Question

$9500 is invested, part of it at 12% and part of it at 7%. For a certain year, the total yield is $960.00. How much was invested at each rate?SIwas invested at 12%.

Answer 1

The total money was divided in two parts to be invested. Let's call the first part as 'x', and the other part 'y'. We know that the total amount sums up to $9500, then, we have the following equation:

`x+y=9500`

We also know that the first part is invested at 12% yearly, and the second one at 7% rate. The total yield is $960. Converting this into a mathematical equation, we have:

`0.12x+0.07y=960`

Now, we have a system with two equations and two variables.

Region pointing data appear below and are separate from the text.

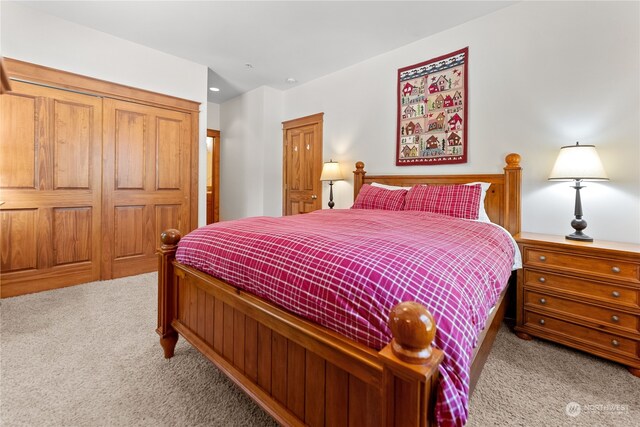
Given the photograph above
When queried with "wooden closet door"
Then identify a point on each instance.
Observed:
(50, 150)
(146, 183)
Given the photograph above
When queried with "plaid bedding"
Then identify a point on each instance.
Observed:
(346, 269)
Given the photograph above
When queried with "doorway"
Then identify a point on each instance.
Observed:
(302, 165)
(213, 176)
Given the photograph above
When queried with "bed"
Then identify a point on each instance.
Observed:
(304, 373)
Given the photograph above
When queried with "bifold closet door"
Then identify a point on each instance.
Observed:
(146, 183)
(50, 183)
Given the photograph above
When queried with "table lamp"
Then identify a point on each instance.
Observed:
(331, 172)
(579, 163)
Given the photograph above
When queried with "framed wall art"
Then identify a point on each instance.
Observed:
(432, 111)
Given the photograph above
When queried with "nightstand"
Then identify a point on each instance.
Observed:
(585, 295)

`\begin{cases}x+y=9500 \\ 0.12x+0.07y=960\end{cases}`

Rewriting the first equation to be x as a function of y, we have

`\begin{cases}x=9500-y \\ 0.12x+0.07y=960\end{cases}`

Now, making a substitution(the x in the first equation for the x in the second equation)

`\begin{gathered} 0.12(9500-y)+0.07y=960 \\ 1140-0.12y+0.07y=960 \\ 1140-960=0.05y \\ 180=0.05y \\ y=(180)/(0.05)=3600 \end{gathered}`

Now, using our y value in any of our previous equations we get the value for x.

`x=9500-3600=5900`

This means we invested $5900 at 12% and $3600 at 7%.